本稿の目的は,Luhmannのシステム論の視座から教育システムと道徳との関係を分析することで,道徳教育特有の困難性がいかに形成されるかを考察することにある。 Luhmannのシステム論の視点からすれば,道徳と教育システムの両方との関わりを通して成立しているのが道徳教育である。したがって道徳教育をより全面的に捉えるには,教育システムだけでなく,システムを形成できないとされた道徳も視野に収めた上で,両者の相互関係を検討する必要がある。しかし,道徳教育に関する従来の考察は議論の焦点をもっぱら教育システムの側に絞ってきたため,道徳ないし両者の相互関係にあまり注目してこなかった。そこで,なぜほかでもなく道徳教育が,「道徳とはそもそも何なのか」や「道徳は教えられるか」に代表されるような,方法論の水準を超えた根源的な定義づけや成立可能性を問い直そうとする疑問や批判にさらされてきたかが十分に答えられないままにとどまっている。

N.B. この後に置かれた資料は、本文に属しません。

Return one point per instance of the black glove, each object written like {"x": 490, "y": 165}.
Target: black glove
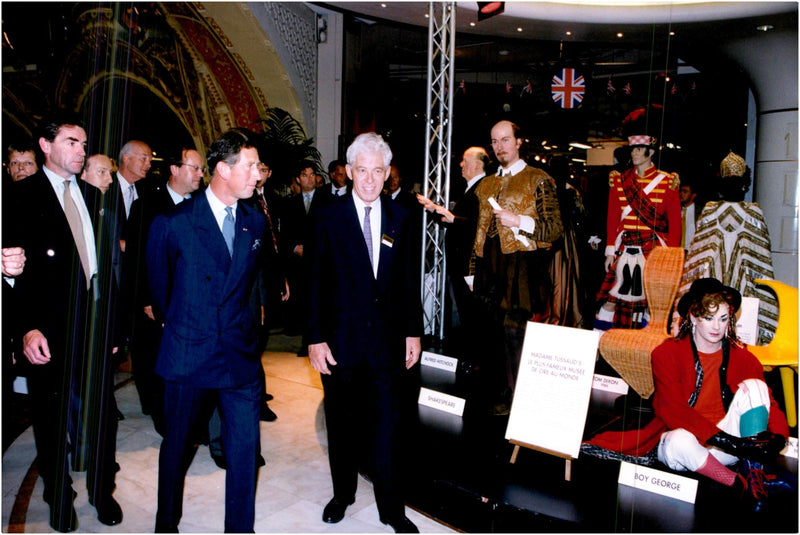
{"x": 762, "y": 447}
{"x": 774, "y": 443}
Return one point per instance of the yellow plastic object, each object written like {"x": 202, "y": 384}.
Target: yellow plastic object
{"x": 782, "y": 351}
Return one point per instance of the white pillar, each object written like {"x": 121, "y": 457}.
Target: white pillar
{"x": 770, "y": 59}
{"x": 329, "y": 88}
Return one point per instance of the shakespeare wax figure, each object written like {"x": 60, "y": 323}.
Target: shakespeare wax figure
{"x": 712, "y": 406}
{"x": 644, "y": 211}
{"x": 731, "y": 243}
{"x": 513, "y": 248}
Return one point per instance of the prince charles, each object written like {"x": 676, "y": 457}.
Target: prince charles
{"x": 202, "y": 260}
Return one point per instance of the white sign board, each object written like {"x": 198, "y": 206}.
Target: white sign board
{"x": 553, "y": 388}
{"x": 441, "y": 401}
{"x": 747, "y": 324}
{"x": 664, "y": 483}
{"x": 434, "y": 360}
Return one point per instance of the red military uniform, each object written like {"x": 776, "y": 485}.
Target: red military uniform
{"x": 643, "y": 212}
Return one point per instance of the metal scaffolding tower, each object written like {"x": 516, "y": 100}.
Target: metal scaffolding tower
{"x": 439, "y": 126}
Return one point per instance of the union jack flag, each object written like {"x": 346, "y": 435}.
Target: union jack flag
{"x": 568, "y": 89}
{"x": 527, "y": 89}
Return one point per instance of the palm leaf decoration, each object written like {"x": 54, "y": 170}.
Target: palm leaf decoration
{"x": 285, "y": 145}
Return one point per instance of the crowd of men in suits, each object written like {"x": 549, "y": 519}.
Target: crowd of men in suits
{"x": 99, "y": 262}
{"x": 188, "y": 278}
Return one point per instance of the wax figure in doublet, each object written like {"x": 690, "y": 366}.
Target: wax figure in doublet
{"x": 513, "y": 248}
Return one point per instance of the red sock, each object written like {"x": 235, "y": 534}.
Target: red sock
{"x": 717, "y": 471}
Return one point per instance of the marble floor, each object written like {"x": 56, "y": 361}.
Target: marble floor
{"x": 293, "y": 487}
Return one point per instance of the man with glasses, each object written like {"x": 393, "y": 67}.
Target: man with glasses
{"x": 21, "y": 161}
{"x": 186, "y": 174}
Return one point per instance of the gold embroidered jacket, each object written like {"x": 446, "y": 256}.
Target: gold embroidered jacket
{"x": 530, "y": 192}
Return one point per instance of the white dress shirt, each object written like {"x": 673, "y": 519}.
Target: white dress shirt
{"x": 177, "y": 198}
{"x": 218, "y": 207}
{"x": 128, "y": 195}
{"x": 526, "y": 222}
{"x": 375, "y": 226}
{"x": 86, "y": 221}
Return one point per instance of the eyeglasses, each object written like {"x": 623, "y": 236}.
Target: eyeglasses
{"x": 190, "y": 166}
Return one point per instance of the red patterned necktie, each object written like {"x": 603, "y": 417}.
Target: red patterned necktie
{"x": 269, "y": 221}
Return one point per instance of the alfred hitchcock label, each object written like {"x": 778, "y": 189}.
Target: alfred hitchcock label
{"x": 553, "y": 388}
{"x": 664, "y": 483}
{"x": 441, "y": 362}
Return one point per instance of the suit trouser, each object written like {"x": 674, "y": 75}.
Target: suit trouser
{"x": 362, "y": 409}
{"x": 239, "y": 410}
{"x": 145, "y": 340}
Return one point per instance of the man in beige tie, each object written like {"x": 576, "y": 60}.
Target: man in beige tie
{"x": 56, "y": 313}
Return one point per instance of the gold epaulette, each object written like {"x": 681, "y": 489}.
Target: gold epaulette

本稿では,Luhmannの教育システム論と道徳論を手がかりに,こうした道徳教育特有の困難性が形成されるに至るその理路の析出を試みる。 Luhmannのシステム論に依拠して分析した結果,道徳教育の知識編成と習得過程のどちらにおいても,教育システム固有の作動様式の恣意性を観察可能にするような道徳・教育間の拮抗関係が解消され難く随伴しているという,道徳教育の特殊な構造が浮かび上がった。このことによって,道徳教育特有の困難性だけでなく,その存立機制そのものをもより全面的に把握するための一つの有効な視座が提供された。最後に,本稿で得られた知見を踏まえて今後の道徳教育論の方向性を指摘し,残された課題を示した。